Bizzare. I then tried the Service pack 1 version, after all this should fix lots of issues, and maybe this would be one of them. Sadly, no. I got the same error.

I then tried to download the version via my MSDN subscription, rather than the public download. Sadly, same result.

I then decided, I would just install VMWare's player and convert my MS VPC to a VMWare version. Sadly, I had a similar error when trying to install VMWare Player.

I'd not had this issue before, so was now quite stumped. I had been trying to install this over a remote deskop connection, so when I returned home, I tried installing it locally. I got the same issue.

Just before giving up, I remembered that old, rarely known trick... I restarted the computer. Low and behold, the next time I tried to install it, everything was fine!

So if you are getting this error, don't be afraid to try the good old restart!

Monday, 1 June 2009

Code Monkey on Speed

Recently, I was on an NHibernate course, with Ayende Rahien, a prominent figure in the NHibernate world. He demonstrated all the various mappings and code needed to use NHibernate. I was seriously impressed with is ability to write code and more importantly, the speed at which he did.

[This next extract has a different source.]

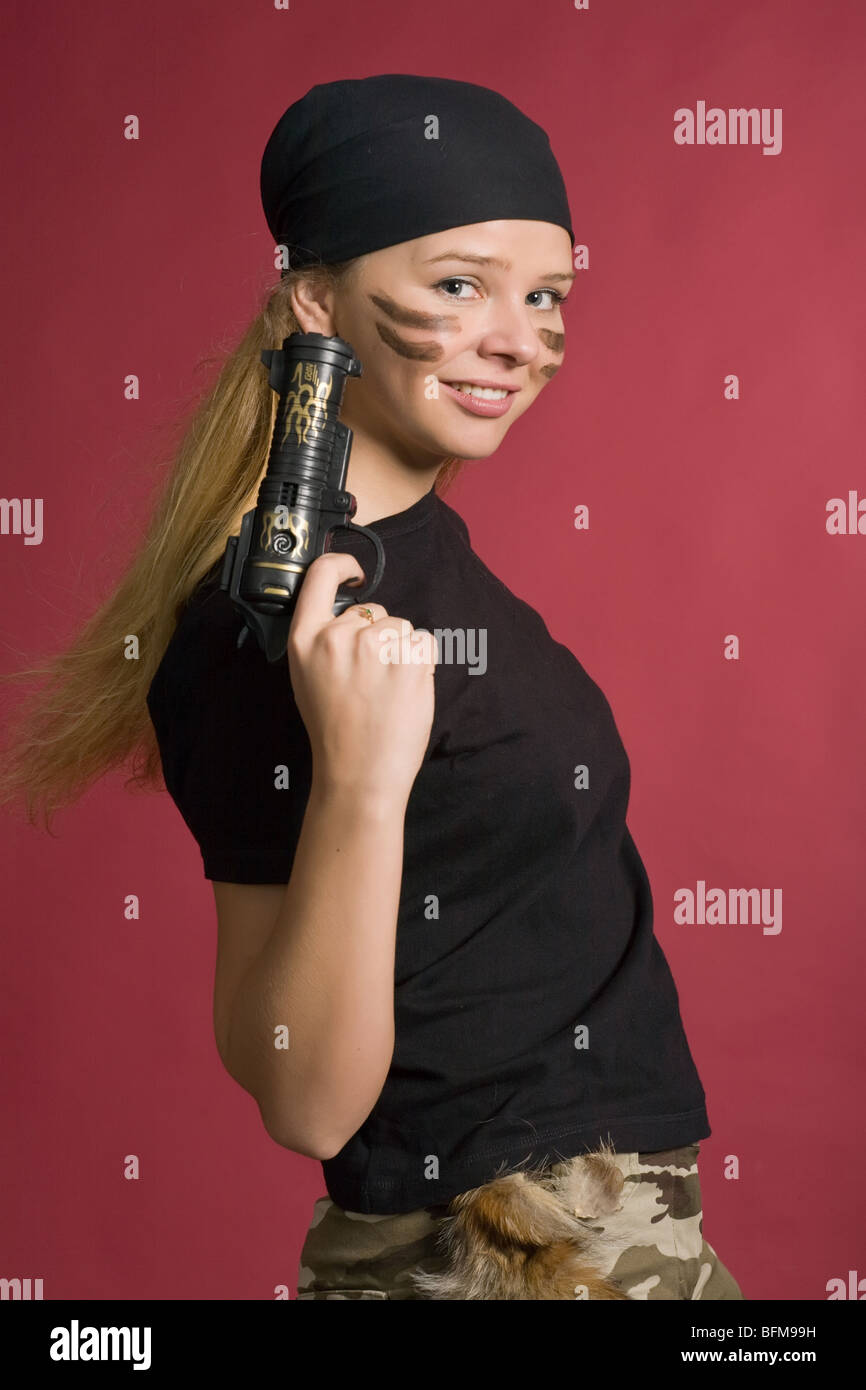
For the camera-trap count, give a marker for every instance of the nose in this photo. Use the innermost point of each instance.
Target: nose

Usually, I am very good at following what people are doing and learning that way. Ayende raised the bar a level with his speed of typing and of code refactoring. Super human powers to refactor code, way beyond your rename and copy/paste tools available. Then I remembered the good old C Resharper addon that you can get from

I have been using it this past week (you may have noticed the slight lack of posting! I've been busy playing!) and am fully amazed with the flexibility and speed increase in development I have seen.

From my previous post about Oracle and Specifications, this week has been very much about creating a whole new business layer for our application, on that will use NHibernate to connect to both SQL server and Oracle. All my business objects will implement and interface (as all good business layers should!) and Resharper has allowed me, with a few key strokes to:

  • Create the concrete class
  • Make it public
  • Implement the interface (with public virtual auto properties) - NHibernate requires virtual properties
  • Move the concrete class to a file of it's own name
  • Manually dragging the class into it's own folder structure
  • Resharper then offers to update the namespace to match folder structure and adds an using statement where needed to refer to the old namespace

With the addition of automated code snippets (i made an interface property snippet to save even more time) I have created half the application in 3 days!

If I didn't have to buy a license for Resharper, I'd definitely buy those guys a pint! Maybe they deserve the pint anyways, it certainly has saved *lots* of time. Try it out and see what you think.